12574.fb2 «ДЕНЬ и НОЧЬ» - читать онлайн бесплатно полную версию книги . Страница 60

«ДЕНЬ и НОЧЬ» - читать онлайн бесплатно полную версию книги . Страница 60

Шрамов покосился на Свету. Она лежала с закрытыми глазами на походной «пенке», раскатанной на прогретом июльским солнцем песке, в плотно облегающем тело пунцовом купальнике и было видно, как под сачочками её век трепетали пойманные мотыльки непогашенного возбуждения. Шрамов смерил взглядом расстояние от этого до того берега. А если?..

Он вошёл по пояс в рыжеватую и тяжёлую, словно в ней растворены ржавые гвозди, неподвижную, на первый хапок, воду и поплыл. Переплывать реки было его страстью. Он коллекционировал их переплытие. На брелке личного крещения Шрамова позванивали Днепр с его гоголевской редкой птицей, Дон, в котором Григорий поил коня, а Аксинья черпала воду повинными вёдрами, туманная ввечеру Сороть, где купался Пушкин, холодная и стремительная шукшинская Бия, несколько андроповских озёр в Карелии, отрезок Чёрного моря от скалы «Парус» до Ласточкина гнезда и обратно, и, наконец, река Великая напротив Псковского кремля (но это из-за названия!). Света ещё подтрунивала: «Реку Великую умалил Шрамов!»

Ах, умалил?.. А что вы скажете насчёт Камы? Камы в его коллекции ещё не было. Кама походила на стальной гигантский ключ от ворот осаждённой крепости, подносящийся на милость победителя.

Он изобрёл свой способ взятия рек. Всякая река — размер и норов. Ударно-безударное пространство. Овеществлённая стопа. Явленное стихотворение. Можно переплывать гекзаметром, можно саженками частушек, можно — под Бродского, а можно — под Тряпкина. Река задаёт вам автора, автор — внутренний ритм, а ритм, или скорость стихотворения, позволяют не замечать водной преграды. Скорость стихотворения — надувная лодка, плот, катамаран, паром, водный мотоцикл, прогулочный теплоход. Все утонувшие либо не знали стихов, либо забыли их, оказавшись в воде.

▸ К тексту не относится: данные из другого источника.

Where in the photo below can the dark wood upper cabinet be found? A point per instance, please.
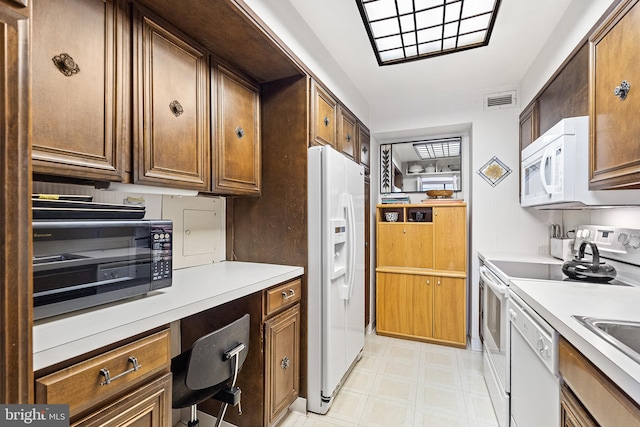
(364, 143)
(237, 155)
(615, 129)
(171, 108)
(567, 94)
(347, 136)
(323, 116)
(80, 85)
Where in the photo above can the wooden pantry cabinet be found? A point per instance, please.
(237, 156)
(421, 272)
(421, 306)
(124, 386)
(614, 100)
(80, 88)
(171, 107)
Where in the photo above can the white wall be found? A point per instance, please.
(286, 22)
(575, 24)
(497, 223)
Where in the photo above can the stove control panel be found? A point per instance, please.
(615, 240)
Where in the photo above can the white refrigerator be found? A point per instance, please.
(335, 328)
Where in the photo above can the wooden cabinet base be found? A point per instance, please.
(422, 307)
(421, 339)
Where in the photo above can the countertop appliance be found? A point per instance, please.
(619, 247)
(555, 171)
(335, 329)
(83, 263)
(535, 384)
(590, 270)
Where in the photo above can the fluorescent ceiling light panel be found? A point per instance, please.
(437, 148)
(407, 30)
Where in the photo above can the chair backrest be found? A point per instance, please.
(208, 365)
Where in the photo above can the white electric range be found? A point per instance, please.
(501, 320)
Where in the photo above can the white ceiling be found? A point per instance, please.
(521, 30)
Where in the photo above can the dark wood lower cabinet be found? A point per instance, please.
(593, 398)
(141, 397)
(270, 376)
(282, 353)
(148, 406)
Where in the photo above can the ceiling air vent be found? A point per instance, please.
(497, 101)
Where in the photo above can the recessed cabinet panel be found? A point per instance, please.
(615, 130)
(449, 309)
(405, 245)
(79, 78)
(324, 113)
(172, 131)
(363, 145)
(449, 236)
(347, 137)
(282, 348)
(238, 157)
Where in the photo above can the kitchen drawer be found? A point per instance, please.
(282, 296)
(83, 385)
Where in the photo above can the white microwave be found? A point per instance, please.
(555, 171)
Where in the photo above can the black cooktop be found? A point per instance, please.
(530, 270)
(539, 271)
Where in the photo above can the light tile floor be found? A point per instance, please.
(406, 383)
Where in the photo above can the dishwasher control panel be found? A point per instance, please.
(542, 338)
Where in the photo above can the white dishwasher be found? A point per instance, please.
(535, 387)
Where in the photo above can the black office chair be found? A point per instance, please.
(210, 369)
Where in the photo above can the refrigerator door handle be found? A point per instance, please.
(351, 244)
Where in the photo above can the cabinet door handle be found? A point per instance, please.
(108, 378)
(66, 64)
(239, 132)
(291, 294)
(622, 90)
(285, 362)
(176, 108)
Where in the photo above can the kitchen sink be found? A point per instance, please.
(623, 335)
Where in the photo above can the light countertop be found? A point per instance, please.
(194, 289)
(556, 302)
(515, 257)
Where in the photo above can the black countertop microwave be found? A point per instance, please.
(83, 263)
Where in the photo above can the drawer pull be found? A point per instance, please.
(284, 364)
(622, 90)
(291, 294)
(108, 378)
(66, 64)
(176, 108)
(239, 132)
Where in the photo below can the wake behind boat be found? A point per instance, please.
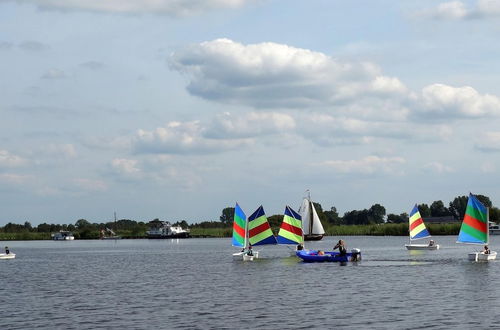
(7, 256)
(417, 231)
(328, 256)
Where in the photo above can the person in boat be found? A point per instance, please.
(341, 246)
(250, 251)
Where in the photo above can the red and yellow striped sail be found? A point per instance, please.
(291, 228)
(259, 231)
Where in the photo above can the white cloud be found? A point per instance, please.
(446, 101)
(488, 141)
(15, 179)
(270, 75)
(251, 124)
(126, 167)
(276, 75)
(165, 7)
(438, 167)
(54, 74)
(10, 160)
(91, 185)
(367, 165)
(179, 138)
(33, 46)
(455, 10)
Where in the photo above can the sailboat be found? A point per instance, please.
(475, 229)
(246, 234)
(240, 229)
(291, 229)
(417, 231)
(311, 225)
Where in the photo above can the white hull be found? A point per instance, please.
(481, 256)
(422, 247)
(7, 256)
(244, 256)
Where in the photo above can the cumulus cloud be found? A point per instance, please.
(270, 75)
(10, 160)
(447, 101)
(33, 46)
(181, 138)
(164, 7)
(438, 167)
(54, 74)
(248, 125)
(488, 141)
(276, 75)
(90, 185)
(15, 179)
(367, 165)
(455, 10)
(92, 65)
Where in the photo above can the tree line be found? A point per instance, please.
(376, 214)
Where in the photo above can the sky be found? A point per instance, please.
(176, 109)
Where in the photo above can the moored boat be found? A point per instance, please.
(167, 230)
(63, 235)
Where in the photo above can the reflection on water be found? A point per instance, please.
(195, 284)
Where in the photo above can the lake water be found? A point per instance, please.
(195, 284)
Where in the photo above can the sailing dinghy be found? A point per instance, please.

Только упаси вас Боже переплывать Каму под Абанькина! Наглотаетесь и захлебнётесь:

Изнурена любовью речка Кама,Приняв в себя ручьи дерьма и спермы…

Такие стихи хорошо читать на берегу, запивая водочные дозы предусмотрительно принесенной в баллоне родниковой водой. Поэтому Шрамов знал — под кого переплывать Каму. Думаете, под Владислава Дрожащих?

Бравурно стою на подножке заката, генерал разлуки,дождями кипучего блеска одет…

Что вы! Подобные строки — скорее, для океанской пучины, когда фрукт лайнера раскалывается надвое, и семечки пассажиров сыплются из его сердцевины… Нет, Каму следует переплывать под Рубцова. Да и то — под единственное его стихотворение «Я буду скакать по холмам задремавшей отчизны…»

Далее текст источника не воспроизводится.